I hadn't heard the term on-boarding before WWDC 2012, but it makes sense, the user's experience the first time they load the app is critical towards them knowing what the app does and how to use it. With a hardware tied app, its absolutely necessary (and yes, the next version of Signal GH will have an on-boarding sequence).


So, the onboarding is just a 3 step process of choosing an initial tuner, scanning for channels and sub channels, and finally choosing which tuners to call to get schedule information. If I had done this on my Signal GH app, I'd have a lot fewer confused users. 

UI Niceties

In the old days of iOS development, we'd get details about a table item by sliding over to a detail view.
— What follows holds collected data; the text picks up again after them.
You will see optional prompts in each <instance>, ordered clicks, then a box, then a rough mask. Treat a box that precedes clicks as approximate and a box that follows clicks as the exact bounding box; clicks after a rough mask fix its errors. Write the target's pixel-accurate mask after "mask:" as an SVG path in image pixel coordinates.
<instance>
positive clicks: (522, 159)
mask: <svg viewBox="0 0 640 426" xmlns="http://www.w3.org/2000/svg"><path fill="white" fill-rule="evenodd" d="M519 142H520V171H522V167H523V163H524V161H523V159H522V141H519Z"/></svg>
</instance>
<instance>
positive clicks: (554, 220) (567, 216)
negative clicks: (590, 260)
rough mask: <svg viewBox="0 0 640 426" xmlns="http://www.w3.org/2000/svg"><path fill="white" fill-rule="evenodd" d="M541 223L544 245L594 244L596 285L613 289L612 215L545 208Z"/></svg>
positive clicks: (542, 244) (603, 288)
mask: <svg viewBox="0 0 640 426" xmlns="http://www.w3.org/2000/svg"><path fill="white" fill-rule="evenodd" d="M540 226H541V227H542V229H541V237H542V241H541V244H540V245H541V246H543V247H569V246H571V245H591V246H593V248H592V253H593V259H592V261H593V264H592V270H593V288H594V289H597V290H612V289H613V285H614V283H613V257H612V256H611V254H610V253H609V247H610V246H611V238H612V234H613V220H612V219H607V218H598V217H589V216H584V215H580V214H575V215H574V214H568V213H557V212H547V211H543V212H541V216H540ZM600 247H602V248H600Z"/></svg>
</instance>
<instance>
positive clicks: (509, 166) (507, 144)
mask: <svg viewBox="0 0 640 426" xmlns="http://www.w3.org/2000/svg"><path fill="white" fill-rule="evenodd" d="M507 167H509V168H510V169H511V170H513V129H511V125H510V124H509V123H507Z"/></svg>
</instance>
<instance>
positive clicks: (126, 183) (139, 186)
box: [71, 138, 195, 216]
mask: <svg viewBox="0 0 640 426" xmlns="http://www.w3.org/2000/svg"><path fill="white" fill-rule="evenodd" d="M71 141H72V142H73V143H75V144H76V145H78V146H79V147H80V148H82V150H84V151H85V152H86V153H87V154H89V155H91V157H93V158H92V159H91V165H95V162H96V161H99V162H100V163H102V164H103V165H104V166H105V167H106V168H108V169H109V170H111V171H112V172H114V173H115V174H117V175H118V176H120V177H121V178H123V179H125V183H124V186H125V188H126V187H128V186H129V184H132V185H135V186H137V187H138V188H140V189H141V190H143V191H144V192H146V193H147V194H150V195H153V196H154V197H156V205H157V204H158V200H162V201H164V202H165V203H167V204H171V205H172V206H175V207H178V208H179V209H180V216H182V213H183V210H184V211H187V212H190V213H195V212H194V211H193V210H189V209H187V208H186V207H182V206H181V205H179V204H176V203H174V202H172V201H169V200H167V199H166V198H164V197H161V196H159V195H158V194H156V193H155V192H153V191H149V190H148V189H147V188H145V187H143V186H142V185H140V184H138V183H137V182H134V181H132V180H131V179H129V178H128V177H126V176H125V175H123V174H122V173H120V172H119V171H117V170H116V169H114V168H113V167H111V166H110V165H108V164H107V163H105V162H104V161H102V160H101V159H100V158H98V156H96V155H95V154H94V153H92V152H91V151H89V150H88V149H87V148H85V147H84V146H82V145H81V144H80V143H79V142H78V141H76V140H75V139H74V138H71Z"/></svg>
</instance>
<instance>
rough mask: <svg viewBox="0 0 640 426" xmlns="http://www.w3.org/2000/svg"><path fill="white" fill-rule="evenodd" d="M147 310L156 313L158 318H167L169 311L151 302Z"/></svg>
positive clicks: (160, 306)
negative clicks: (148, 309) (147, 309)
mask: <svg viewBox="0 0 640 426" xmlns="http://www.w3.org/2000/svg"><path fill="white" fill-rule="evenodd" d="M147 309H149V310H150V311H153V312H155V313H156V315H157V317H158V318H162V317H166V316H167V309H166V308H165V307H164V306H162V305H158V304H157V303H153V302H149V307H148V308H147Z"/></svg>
It seems like the fashion these days is to do more inline. So tapping on a schedule listing, just animates an expansion of the table, revealing the whole description text, and some action buttons.
You'll notice I'm using a green stripe to indicate a show that is on right now. No need to hit the user over the head.
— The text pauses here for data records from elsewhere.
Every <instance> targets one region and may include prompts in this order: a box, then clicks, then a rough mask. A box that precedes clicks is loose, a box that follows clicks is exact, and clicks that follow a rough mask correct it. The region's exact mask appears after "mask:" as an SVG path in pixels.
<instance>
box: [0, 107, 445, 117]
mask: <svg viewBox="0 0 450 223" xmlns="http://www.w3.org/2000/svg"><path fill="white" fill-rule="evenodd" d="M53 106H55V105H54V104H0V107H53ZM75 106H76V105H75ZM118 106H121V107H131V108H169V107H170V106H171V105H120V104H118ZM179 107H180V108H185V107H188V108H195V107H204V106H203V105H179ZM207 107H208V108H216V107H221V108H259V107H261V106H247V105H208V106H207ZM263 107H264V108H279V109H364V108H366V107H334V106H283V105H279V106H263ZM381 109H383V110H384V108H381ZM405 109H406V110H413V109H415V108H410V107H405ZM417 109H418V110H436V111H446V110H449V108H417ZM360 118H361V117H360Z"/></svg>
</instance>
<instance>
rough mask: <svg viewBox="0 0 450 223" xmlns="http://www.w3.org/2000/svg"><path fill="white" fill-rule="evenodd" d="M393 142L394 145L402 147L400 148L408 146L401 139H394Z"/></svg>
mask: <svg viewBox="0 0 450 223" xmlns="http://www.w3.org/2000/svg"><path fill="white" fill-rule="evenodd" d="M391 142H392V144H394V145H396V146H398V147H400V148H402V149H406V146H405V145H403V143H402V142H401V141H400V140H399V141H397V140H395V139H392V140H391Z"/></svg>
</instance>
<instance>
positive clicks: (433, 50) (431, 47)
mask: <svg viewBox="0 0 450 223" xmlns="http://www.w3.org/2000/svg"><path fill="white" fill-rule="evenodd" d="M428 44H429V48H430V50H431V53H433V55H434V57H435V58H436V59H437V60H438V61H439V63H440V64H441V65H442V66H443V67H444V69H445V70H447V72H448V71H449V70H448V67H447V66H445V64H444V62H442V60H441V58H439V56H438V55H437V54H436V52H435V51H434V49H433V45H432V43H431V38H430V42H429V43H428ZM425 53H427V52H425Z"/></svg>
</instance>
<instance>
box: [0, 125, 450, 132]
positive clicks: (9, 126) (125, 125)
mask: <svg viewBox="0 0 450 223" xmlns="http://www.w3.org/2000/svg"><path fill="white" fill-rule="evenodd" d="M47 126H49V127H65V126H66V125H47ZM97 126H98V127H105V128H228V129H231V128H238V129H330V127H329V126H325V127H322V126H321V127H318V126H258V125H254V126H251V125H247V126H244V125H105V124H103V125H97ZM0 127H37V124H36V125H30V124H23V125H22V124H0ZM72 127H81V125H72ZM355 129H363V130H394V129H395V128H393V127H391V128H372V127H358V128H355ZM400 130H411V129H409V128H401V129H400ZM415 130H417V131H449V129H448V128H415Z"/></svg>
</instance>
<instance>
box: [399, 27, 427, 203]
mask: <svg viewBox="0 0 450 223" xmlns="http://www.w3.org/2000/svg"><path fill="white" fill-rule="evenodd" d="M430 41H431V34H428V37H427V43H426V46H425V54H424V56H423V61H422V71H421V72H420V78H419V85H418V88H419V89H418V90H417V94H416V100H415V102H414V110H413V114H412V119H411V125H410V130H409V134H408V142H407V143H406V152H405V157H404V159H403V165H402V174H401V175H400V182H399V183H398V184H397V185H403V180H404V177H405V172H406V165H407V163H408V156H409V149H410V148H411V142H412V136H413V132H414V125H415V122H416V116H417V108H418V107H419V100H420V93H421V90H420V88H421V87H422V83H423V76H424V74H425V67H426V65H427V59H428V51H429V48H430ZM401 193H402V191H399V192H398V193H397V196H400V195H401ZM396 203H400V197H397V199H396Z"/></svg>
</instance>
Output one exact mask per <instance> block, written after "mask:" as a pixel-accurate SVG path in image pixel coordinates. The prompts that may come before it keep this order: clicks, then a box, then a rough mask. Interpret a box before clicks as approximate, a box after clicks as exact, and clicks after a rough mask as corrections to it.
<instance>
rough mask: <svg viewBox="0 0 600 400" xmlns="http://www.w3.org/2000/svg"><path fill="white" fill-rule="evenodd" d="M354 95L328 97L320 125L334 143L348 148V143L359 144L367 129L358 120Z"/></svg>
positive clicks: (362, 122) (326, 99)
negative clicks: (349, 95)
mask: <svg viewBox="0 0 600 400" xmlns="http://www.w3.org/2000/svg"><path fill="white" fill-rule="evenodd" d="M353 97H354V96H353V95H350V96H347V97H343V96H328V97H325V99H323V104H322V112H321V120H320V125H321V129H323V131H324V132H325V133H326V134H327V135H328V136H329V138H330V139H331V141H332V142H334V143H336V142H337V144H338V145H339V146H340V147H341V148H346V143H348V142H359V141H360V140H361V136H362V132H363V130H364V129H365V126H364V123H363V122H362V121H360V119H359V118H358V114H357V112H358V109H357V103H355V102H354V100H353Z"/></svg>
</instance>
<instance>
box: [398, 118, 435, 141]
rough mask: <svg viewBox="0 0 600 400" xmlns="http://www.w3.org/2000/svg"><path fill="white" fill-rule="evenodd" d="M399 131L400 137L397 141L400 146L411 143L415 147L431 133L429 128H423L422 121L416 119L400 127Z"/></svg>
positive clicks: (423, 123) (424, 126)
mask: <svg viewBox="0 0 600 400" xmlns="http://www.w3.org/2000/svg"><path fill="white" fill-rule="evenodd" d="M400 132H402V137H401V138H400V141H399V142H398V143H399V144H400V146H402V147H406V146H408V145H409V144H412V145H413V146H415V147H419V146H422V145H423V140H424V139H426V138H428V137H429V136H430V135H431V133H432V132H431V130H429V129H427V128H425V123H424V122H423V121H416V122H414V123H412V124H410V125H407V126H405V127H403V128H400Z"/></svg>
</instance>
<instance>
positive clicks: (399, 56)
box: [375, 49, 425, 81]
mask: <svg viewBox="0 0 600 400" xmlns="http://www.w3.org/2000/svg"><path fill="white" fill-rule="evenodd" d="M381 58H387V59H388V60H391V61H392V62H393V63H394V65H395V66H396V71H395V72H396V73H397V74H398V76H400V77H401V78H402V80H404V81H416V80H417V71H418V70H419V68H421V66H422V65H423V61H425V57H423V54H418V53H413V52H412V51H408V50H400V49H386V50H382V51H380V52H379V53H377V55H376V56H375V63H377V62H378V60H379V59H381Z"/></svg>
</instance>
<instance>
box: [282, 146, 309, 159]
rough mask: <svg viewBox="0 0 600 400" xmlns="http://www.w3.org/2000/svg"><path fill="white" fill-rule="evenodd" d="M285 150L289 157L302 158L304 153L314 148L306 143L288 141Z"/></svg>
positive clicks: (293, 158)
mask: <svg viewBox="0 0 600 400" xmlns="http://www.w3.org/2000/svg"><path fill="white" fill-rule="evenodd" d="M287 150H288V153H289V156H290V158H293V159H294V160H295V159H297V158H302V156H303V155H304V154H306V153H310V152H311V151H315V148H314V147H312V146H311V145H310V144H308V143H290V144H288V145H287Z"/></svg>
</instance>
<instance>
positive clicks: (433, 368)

I experimented with using pull to refresh instead of the refresh button, but pull to refresh requires me to be at the top of the table, which I might likely not be. So I went with the refresh button. 

All the graphics, given that I wrote it, are of course in vectored SVG format including the network logos. So I don't worry much about scaling. I drew all the artwork that wasn't a network logo with my SVG Paths app and I think everything turned out nicely. 

In general, the UI does not try to extend the boundaries of app design. Just execute a recognizable, flat design and keep out of the way. I review a lot of apps tied to devices on Amazon through the Amazon Vine program and I wish others would follow this guidance.

Submitting to Apple

As this is an app tied to a specific device, and I'm not actually sure how Apple reviews Signal GH (do they have an in-house HDHomerun?), I asked Apple reviewing for guidance and they told me to ship them hardware, so I shipped them my cheapest HDHomerun with an attached antenna. Which they promptly lost for a week, apparently, but eventually the app was reviewed, and became available yesterday night. 

Hopes and Dreams

Well, I don't expect a lot of income out of this app. It will likely be extremely useful to a handful of people in specific circumstances. And other, more hobby minded, people will likely find it interesting what TV stations put into their data stream. It was a nice demo when I was job hunting, although in the end, the job I did get didn't even involve a face to face interview. And the code will be used in other apps in the future. So a decent use of my time.